The new paper is based on another, better preserved specimen—a fossil also from Myanmar, whose skull is about a half an inch long, and also around 99 million years old. Using CT scans and 3D remodeling, the authors concluded that their fossil was a different species in the same genus as O. khaungraae—they called their specimen Oculudentavis naga—and that both species were indeed strange lizards rather than small dinosaurs. 

“It’s a really weird animal. It’s unlike any other lizard we have today,” Sam Houston State University herpetologist and study co-author Juan Diego Daza said in a statement. He added that the Cretaceous Period, when these fossils were formed, was when many lizard and snake groups emerged, but “they still hadn’t evolved their modern appearance,” which explains why identifying these fossils can be so challenging. “That’s why they can trick us. They may have characteristics of this group or that one, but in reality, they don’t match perfectly.”

[Read more: This Australian behemoth is officially the largest dinosaur on the continent]

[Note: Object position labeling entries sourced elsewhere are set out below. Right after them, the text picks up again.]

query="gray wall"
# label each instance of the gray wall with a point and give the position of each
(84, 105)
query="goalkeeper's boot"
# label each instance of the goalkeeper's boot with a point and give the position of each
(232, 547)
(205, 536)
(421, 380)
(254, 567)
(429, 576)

The way the amber fossils were preserved distorted the skulls of both Oculudentavis specimens, which contributed to the original misunderstanding. O. khaungraae’s snout was distorted into a narrower cone shape, giving a birdlike impression, while O. naga’s upper skull was likely flattened during fossilization to appear more lizard-like. 

The genus name Oculudentavis, established by the authors of the first Nature paper, means “eye tooth bird” in Latin. Even though that name is technically inaccurate now, Daza told CNN that taxonomic rules for naming and organizing animal species dictate that they have to continue using it. “Since Oculudentavis is the name originally used to describe this taxon, it has priority and we have to maintain it,” Daza said. “The taxonomy can be sometimes deceiving.”